I'm trying to create a split() function in lua with delimiter by choice, when the default is space. the default is working fine. The problem starts when I give a delimiter to the function. For some reason it doesn't return the last sub string. The function:
我正在尝试在lua中使用分隔符创建一个split()函数,当默认为空格时。默认工作正常。当我给函数分配符时,问题就开始了。由于某种原因,它不会返回最后一个子字符串。功能:
function split(str,sep)
if sep == nil then
words = {}
for word in str:gmatch("%w+") do table.insert(words, word) end
return words
end
return {str:match((str:gsub("[^"..sep.."]*"..sep, "([^"..sep.."]*)"..sep)))} -- BUG!! doesnt return last value
end
I try to run this:
我尝试运行这个:
local str = "a,b,c,d,e,f,g"
local sep = ","
t = split(str,sep)
for i,j in ipairs(t) do
print(i,j)
end
and I get:
我得到:
1 a
2 b
3 c
4 d
5 e
6 f
Can't figure out where the bug is...
无法弄清楚bug在哪里......
3 个解决方案
#1
5
When splitting strings, the easiest way to avoid corner cases is to append the delimiter to the string, when you know the string cannot end with the delimiter:
分割字符串时,避免极端情况的最简单方法是将分隔符附加到字符串,当您知道字符串不能以分隔符结束时:
str = "a,b,c,d,e,f,g"
str = str .. ','
for w in str:gmatch("(.-),") do print(w) end
Alternatively, you can use a pattern with an optional delimiter:
或者,您可以使用带有可选分隔符的模式:
str = "a,b,c,d,e,f,g"
for w in str:gmatch("([^,]+),?") do print(w) end
Actually, we don't need the optional delimiter since we're capturing non-delimiters:
实际上,我们不需要可选的分隔符,因为我们正在捕获非分隔符:
str = "a,b,c,d,e,f,g"
for w in str:gmatch("([^,]+)") do print(w) end
#2
0
Here's the split function I usually use for all my "splitting" needs:
这是我通常用于满足所有“分裂”需求的分割功能:
function split(s, sep)
local fields = {}
local sep = sep or " "
local pattern = string.format("([^%s]+)", sep)
string.gsub(s, pattern, function(c) fields[#fields + 1] = c end)
return fields
end
t = split("a,b,c,d,e,f,g",",")
for i,j in pairs(t) do
print(i,j)
end
#3
0
"[^"..sep.."]*"..sep
This is what causes the problem. You are matching a string of characters which are not the separator followed by the separator. However, the last substring you want to match (g
) is not followed by the separator character.

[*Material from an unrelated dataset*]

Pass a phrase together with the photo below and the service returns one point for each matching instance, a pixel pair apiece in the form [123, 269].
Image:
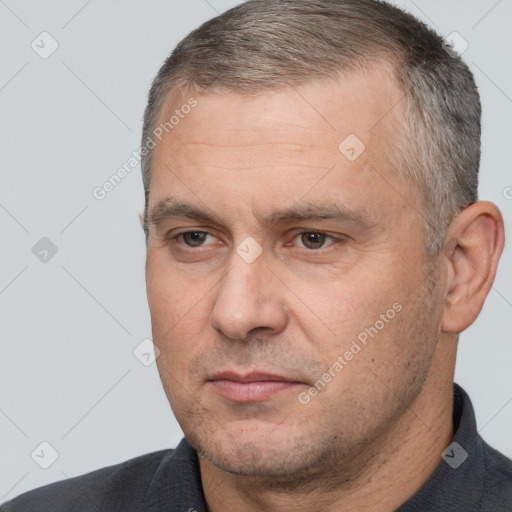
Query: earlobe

“[^”.. sep ..“] *”.. sep这是导致问题的原因。您正在匹配一个字符串,这些字符不是分隔符后跟分隔符。但是,要匹配的最后一个子字符串(g)后面没有分隔符。
The quickest way to fix this is to also consider \0
a separator ("[^"..sep.."\0]*"..sep
), as it represents the beginning and/or the end of the string. This way, g
, which is not followed by a separator but by the end of the string would still be considered a match.
解决此问题的最快方法是同时考虑\ 0分隔符(“[^”.. sep ..“\ 0] *”.. sep),因为它表示字符串的开头和/或结尾。这样,g,后面没有分隔符,但是字符串的末尾仍然被认为是匹配。
I'd say your approach is overly complicated in general; first of all you can just match individual substrings that do not contain the separator; secondly you can do this in a for
-loop using the gmatch
function
我说你的方法一般过于复杂;首先,您可以匹配不包含分隔符的各个子字符串;其次,您可以使用gmatch函数在for循环中执行此操作
local result = {}
for field in your_string:gsub(("[^%s]+"):format(your_separator)) do
table.insert(result, field)
end
return result
EDIT: The above code made a bit more simple:
编辑:上面的代码更简单:
local pattern = "[^%" .. your_separator .. "]+"
for field in string.gsub(your_string, pattern) do
-- ...and so on (The rest should be easy enough to understand)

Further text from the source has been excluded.